Says the 30-year-old banker from China, a posterchild for the Japanese government's attempt to rev tourism into one of its growth engines.
(SOT) Xie Gao Peng, Bank employee:
"I spent about 200,000 yen today!"
By the time his fellow travelers are done, his driver says the bus is bulging with about 30 rice cookers.
Japan is spending $100 million this year to promote tourism - one of the government's new economic pillars.
For decades, Japan has been criticized for relying too much on exporting cars and electronics to support its economy. As those industries get threatened to be beat in their own game by South Korean peers, the need to nurture demand at home is greater than ever.
(SOT) Masaki Hirata, Executive Director, Japan National Tourism Organization:
"We have been seeing a fast increase of Chinese visitors to Japan and this year we are aiming at 1.8 million from mainland china….On average they spend like $1400."
Even if the yen is the strongest it's been in 15 years?
(SOT) Shen Jian Guo, Businessman:
"No influence at all.

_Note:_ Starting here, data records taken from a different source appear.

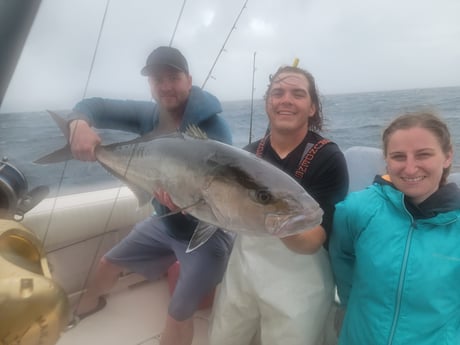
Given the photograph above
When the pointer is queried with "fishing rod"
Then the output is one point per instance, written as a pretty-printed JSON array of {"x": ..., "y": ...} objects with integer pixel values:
[
  {"x": 252, "y": 97},
  {"x": 225, "y": 42}
]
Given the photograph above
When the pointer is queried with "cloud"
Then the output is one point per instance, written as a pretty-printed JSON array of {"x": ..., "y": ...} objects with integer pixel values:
[{"x": 349, "y": 46}]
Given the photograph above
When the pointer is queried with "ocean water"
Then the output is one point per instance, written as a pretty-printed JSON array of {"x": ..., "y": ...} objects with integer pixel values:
[{"x": 350, "y": 120}]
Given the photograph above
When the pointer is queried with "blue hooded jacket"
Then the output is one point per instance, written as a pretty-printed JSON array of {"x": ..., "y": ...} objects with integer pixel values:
[
  {"x": 142, "y": 117},
  {"x": 397, "y": 267}
]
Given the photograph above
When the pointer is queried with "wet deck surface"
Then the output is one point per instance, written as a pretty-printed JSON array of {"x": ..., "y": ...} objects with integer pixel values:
[{"x": 133, "y": 316}]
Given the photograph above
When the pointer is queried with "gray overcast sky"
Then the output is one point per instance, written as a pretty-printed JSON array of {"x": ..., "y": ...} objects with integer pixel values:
[{"x": 349, "y": 46}]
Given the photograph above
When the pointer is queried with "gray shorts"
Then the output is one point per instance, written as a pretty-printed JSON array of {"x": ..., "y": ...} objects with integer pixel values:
[{"x": 150, "y": 251}]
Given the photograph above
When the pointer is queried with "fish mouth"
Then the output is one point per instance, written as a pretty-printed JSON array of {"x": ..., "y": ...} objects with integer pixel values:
[{"x": 294, "y": 224}]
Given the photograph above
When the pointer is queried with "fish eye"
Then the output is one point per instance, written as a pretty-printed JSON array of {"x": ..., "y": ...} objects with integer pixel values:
[{"x": 263, "y": 196}]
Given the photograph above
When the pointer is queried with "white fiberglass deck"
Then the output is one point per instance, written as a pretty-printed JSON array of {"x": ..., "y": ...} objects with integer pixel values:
[{"x": 132, "y": 316}]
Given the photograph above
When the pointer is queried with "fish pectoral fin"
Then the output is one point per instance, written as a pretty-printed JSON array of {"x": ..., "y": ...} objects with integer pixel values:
[
  {"x": 142, "y": 196},
  {"x": 203, "y": 232},
  {"x": 61, "y": 155}
]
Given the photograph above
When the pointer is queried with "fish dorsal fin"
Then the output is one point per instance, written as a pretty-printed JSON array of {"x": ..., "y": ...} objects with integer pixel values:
[
  {"x": 195, "y": 132},
  {"x": 203, "y": 232}
]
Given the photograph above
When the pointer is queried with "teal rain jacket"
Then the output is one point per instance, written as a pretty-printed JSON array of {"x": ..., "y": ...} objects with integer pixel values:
[{"x": 397, "y": 267}]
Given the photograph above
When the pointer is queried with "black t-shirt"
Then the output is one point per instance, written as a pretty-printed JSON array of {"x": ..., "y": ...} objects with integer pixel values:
[{"x": 326, "y": 178}]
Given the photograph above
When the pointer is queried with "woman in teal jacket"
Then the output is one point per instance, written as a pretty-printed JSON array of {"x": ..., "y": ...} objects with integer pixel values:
[{"x": 395, "y": 246}]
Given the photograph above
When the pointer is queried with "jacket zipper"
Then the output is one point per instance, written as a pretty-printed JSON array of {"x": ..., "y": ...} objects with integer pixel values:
[{"x": 402, "y": 276}]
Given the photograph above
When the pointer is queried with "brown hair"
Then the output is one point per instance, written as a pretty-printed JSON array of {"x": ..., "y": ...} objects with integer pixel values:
[
  {"x": 428, "y": 120},
  {"x": 316, "y": 121}
]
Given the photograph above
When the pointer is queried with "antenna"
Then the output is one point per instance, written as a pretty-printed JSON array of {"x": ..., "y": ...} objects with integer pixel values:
[
  {"x": 252, "y": 97},
  {"x": 95, "y": 49},
  {"x": 225, "y": 42},
  {"x": 177, "y": 23}
]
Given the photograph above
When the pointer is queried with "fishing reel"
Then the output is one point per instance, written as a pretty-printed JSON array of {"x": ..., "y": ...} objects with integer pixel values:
[{"x": 15, "y": 199}]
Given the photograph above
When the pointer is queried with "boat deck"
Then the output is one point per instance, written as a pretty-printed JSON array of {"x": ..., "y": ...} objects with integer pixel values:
[{"x": 132, "y": 316}]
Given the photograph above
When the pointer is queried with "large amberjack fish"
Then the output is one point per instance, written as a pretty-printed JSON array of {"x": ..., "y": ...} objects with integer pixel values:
[{"x": 221, "y": 185}]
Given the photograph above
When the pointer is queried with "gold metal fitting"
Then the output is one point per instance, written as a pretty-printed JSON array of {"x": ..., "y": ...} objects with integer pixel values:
[{"x": 34, "y": 308}]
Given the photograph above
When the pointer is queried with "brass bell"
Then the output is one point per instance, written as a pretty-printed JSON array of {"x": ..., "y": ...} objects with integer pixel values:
[{"x": 33, "y": 308}]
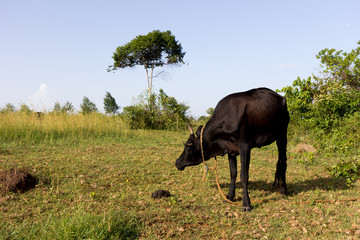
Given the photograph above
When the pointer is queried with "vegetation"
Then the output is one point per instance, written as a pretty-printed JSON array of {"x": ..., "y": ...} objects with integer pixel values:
[
  {"x": 87, "y": 106},
  {"x": 96, "y": 172},
  {"x": 160, "y": 112},
  {"x": 110, "y": 104},
  {"x": 98, "y": 186},
  {"x": 156, "y": 49}
]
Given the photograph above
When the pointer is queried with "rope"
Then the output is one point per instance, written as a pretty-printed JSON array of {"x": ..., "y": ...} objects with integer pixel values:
[{"x": 255, "y": 201}]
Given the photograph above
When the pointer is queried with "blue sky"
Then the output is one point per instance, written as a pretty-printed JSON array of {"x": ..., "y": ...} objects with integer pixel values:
[{"x": 60, "y": 50}]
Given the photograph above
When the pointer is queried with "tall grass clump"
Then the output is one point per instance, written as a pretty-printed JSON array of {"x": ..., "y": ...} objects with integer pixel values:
[
  {"x": 52, "y": 127},
  {"x": 79, "y": 226}
]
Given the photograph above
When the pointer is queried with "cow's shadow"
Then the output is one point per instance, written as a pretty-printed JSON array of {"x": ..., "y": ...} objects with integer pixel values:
[{"x": 294, "y": 187}]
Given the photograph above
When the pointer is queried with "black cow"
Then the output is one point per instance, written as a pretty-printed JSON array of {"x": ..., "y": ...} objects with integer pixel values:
[{"x": 240, "y": 122}]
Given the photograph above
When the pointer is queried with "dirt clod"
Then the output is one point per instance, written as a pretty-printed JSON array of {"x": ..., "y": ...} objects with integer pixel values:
[
  {"x": 15, "y": 180},
  {"x": 304, "y": 148},
  {"x": 161, "y": 194}
]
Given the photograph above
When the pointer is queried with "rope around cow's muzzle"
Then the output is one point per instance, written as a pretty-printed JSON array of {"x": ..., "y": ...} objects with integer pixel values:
[{"x": 206, "y": 168}]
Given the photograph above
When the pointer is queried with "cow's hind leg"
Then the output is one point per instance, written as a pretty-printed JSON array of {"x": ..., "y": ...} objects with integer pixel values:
[
  {"x": 233, "y": 174},
  {"x": 245, "y": 163},
  {"x": 280, "y": 175}
]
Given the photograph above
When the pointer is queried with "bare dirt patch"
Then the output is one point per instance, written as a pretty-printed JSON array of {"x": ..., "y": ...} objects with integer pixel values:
[
  {"x": 304, "y": 148},
  {"x": 15, "y": 180}
]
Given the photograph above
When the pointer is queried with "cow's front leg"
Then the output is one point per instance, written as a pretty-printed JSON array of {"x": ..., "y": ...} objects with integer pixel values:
[
  {"x": 280, "y": 175},
  {"x": 245, "y": 162},
  {"x": 233, "y": 174}
]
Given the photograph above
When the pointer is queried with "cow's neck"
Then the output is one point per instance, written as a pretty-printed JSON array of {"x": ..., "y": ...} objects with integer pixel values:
[{"x": 212, "y": 145}]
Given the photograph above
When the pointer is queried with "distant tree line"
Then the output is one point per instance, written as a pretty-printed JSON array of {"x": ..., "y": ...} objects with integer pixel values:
[{"x": 159, "y": 112}]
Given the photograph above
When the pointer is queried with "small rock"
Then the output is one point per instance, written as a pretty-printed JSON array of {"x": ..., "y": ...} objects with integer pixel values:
[{"x": 160, "y": 194}]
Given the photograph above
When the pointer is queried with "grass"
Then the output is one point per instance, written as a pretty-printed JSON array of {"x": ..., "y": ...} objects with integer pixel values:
[{"x": 99, "y": 187}]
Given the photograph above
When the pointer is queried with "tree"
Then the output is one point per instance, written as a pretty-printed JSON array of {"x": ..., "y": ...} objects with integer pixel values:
[
  {"x": 156, "y": 49},
  {"x": 171, "y": 107},
  {"x": 110, "y": 105},
  {"x": 25, "y": 108},
  {"x": 66, "y": 108},
  {"x": 326, "y": 99},
  {"x": 87, "y": 106},
  {"x": 8, "y": 108}
]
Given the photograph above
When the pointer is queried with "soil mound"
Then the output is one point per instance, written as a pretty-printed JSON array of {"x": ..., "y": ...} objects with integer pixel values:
[
  {"x": 304, "y": 148},
  {"x": 161, "y": 194},
  {"x": 16, "y": 180}
]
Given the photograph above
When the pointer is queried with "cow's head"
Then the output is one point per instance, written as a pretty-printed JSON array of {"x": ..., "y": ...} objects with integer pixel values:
[{"x": 192, "y": 151}]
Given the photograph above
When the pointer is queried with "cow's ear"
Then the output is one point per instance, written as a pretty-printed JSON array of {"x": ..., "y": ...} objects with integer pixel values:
[{"x": 198, "y": 131}]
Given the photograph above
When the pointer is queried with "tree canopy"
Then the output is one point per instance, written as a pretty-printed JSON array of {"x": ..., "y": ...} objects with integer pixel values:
[
  {"x": 110, "y": 105},
  {"x": 156, "y": 49},
  {"x": 325, "y": 99}
]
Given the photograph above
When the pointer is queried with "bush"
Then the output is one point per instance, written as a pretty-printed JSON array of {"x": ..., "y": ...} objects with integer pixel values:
[{"x": 162, "y": 112}]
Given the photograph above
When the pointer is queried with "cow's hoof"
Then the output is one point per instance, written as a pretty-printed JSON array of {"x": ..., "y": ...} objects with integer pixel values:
[{"x": 246, "y": 209}]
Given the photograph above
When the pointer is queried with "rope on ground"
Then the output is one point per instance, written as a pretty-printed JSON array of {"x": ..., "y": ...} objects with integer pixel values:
[{"x": 257, "y": 201}]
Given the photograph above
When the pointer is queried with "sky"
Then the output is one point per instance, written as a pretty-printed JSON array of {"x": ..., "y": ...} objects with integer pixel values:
[{"x": 59, "y": 51}]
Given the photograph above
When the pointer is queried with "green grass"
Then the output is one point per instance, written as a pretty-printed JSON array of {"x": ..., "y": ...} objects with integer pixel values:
[{"x": 99, "y": 187}]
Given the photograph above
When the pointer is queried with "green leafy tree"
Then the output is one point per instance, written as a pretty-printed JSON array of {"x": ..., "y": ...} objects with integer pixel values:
[
  {"x": 156, "y": 49},
  {"x": 66, "y": 108},
  {"x": 110, "y": 105},
  {"x": 172, "y": 108},
  {"x": 325, "y": 99},
  {"x": 25, "y": 108},
  {"x": 8, "y": 108},
  {"x": 165, "y": 113},
  {"x": 87, "y": 106}
]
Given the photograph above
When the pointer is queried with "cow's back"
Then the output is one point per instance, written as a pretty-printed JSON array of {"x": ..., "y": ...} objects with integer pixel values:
[{"x": 257, "y": 116}]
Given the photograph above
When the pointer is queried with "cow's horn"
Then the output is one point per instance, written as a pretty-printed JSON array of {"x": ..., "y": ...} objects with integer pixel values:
[{"x": 190, "y": 128}]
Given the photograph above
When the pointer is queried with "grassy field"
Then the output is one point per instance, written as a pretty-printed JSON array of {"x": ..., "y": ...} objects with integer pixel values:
[{"x": 96, "y": 180}]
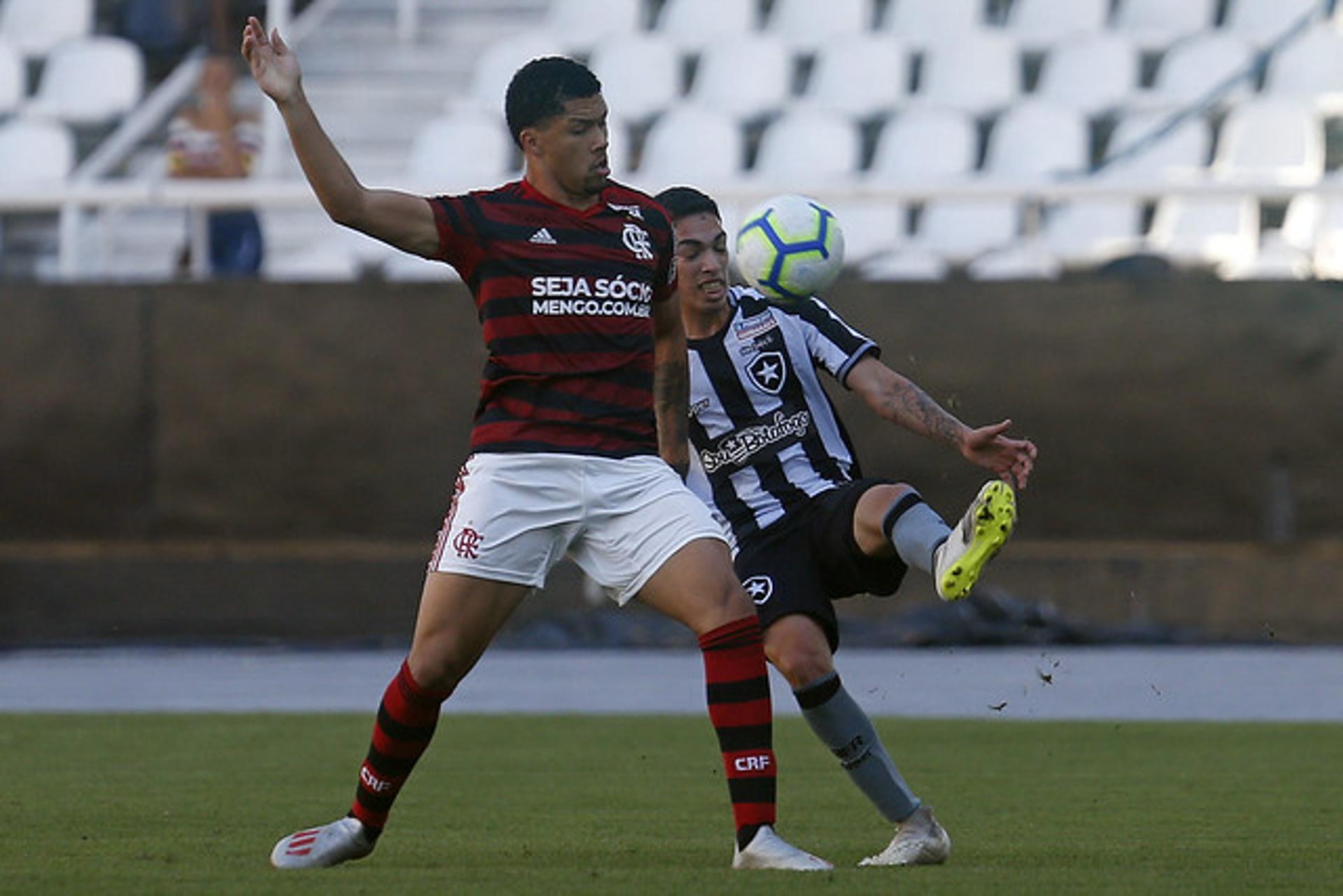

I buy what I like."
Part of the master plan is the opening of Haneda airport this/next month to more international travel, enabling visitors to bypass the long trek to Narita.
Just 15-minutes to central Tokyo by train, 15 overseas carriers have landed coveted spots… and discount carriers say they are lobbying hard to win a place as Japan remains the gateway to China.
The new wave of visitors is spawning peripheral industries - cheaper hotels, outlets near the airport, property-buying tours, and even an occasional cancer-checkup tour.
The influx has literally transformed Ginza, once the epitome of old-fashioned luxe. Landmark retailers like Mitsukoshi Isetan has just been refashioned with a lot more bling and sales clerks who speak Mandarin. And the locals…head down the block to discount retailers like Uniqlo and H&M. Kaori Enjoij, CNBC, Tokyo.
Well that wraps up all the day's business news.
I'm Saijal Patel from CNBC, enjoy your night.